Für Madeira gelten seit 1987 besondere Regeln. Mit stark reduzierten Steuersätzen sollten Investitionen und Beschäftigung auf der Insel gestärkt werden. Nach geltendem EU-Recht ist es den Mitgliedsstaaten erlaubt, wirtschaftsschwache entlegene Regionen besonders zu fördern, ohne sich wegen unerlaubter Staatsbeihilfen verantworten zu müssen. Voraussetzung ist allerdings, dass die Hilfe unmittelbar der Wirtschaft vor Ort zugutekommt. Unternehmen zahlen auf Madeira eine Körperschaftssteuer von fünf Prozent, auf dem portugiesischen Festland sind 21 Prozent fällig.

Dem Bericht zufolge profitieren von Madeiras Steuerregeln jedoch weniger die regionale Wirtschaft als vielmehr internationale Konzerne, die über Tochterfirmen auf der Insel Milliardenumsätze verbuchen. Madeira sei vor allem zur Steuervermeidung genutzt worden.

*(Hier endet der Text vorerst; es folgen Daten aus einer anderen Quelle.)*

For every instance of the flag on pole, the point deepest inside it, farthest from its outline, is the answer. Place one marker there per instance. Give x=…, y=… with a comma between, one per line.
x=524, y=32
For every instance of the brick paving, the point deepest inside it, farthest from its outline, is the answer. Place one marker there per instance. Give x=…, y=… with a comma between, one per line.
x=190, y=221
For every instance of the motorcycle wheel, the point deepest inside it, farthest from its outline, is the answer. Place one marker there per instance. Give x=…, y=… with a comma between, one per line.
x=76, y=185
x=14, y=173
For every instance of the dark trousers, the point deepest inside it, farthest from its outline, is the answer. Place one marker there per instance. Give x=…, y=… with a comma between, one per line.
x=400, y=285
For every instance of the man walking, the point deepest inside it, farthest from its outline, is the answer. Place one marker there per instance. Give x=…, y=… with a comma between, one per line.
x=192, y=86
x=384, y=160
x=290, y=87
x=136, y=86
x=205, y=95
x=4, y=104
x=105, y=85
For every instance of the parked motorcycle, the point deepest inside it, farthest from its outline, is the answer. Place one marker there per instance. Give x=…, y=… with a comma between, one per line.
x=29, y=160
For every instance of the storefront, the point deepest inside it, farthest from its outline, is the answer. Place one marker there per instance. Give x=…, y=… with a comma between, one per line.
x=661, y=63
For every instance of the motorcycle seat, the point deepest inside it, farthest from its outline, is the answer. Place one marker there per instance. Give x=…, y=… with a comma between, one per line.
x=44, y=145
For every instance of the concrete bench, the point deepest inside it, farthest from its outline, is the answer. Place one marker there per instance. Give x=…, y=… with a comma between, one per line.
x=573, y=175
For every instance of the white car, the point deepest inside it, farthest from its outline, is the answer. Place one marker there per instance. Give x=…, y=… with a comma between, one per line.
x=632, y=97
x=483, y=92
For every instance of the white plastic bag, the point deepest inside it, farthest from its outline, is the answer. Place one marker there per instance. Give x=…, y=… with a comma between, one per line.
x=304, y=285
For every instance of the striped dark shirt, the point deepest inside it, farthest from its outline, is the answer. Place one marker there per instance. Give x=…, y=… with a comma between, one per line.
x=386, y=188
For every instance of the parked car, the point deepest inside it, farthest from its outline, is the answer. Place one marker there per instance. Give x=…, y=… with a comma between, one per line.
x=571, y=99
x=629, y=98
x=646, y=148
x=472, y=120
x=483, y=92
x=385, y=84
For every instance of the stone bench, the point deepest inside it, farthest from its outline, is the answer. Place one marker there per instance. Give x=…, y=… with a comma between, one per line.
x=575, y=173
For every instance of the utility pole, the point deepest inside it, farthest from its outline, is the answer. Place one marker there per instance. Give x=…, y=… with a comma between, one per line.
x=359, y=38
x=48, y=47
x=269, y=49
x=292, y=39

EU: Steuervermeidung Sache nationaler Behörden

Die EU-Kommission hielt sich zunächst bedeckt. "Die Regelung ist dazu da, das Wirtschaftswachstum auf Madeira – einer der entlegensten Regionen der EU – zu stärken", sagte ein Kommissionssprecher. Die Mitgliedsstaaten müssten selbst dafür sorgen, dass Unternehmen, die von den Vorteilen profitierten, die Voraussetzungen dafür erfüllen. Die Kommission sei wegen der Umsetzung der Steuervergünstigungen mit Portugal in Kontakt, möglichen Steuervermeidungen nachzugehen sei jedoch Sache der nationalen Behörden.

"Die Panama-Papers, Luxleaks und das aktuelle Beispiel Madeira haben gezeigt, dass es immer noch zu einfach ist, Geld in Steuerparadiese zu verschieben und Unternehmensgewinne in Niedrigsteuerländer zu verlagern", kritisierte der CSU-Europaabgeordnete Markus Ferber. Ähnlich äußerte sich der deutsche Grünen-Abgeordnete Sven Giegold. "Ich fordere EU-Wettbewerbskommissarin Vestager auf, alle Sonderwirtschaftszonen einem Steuercheck zu unterziehen. Steuerliche Sonderregeln dürfen nur für reale Investitionen und Wertschöpfung in benachteiligten Regionen gelten." (APA, 14.2.2017)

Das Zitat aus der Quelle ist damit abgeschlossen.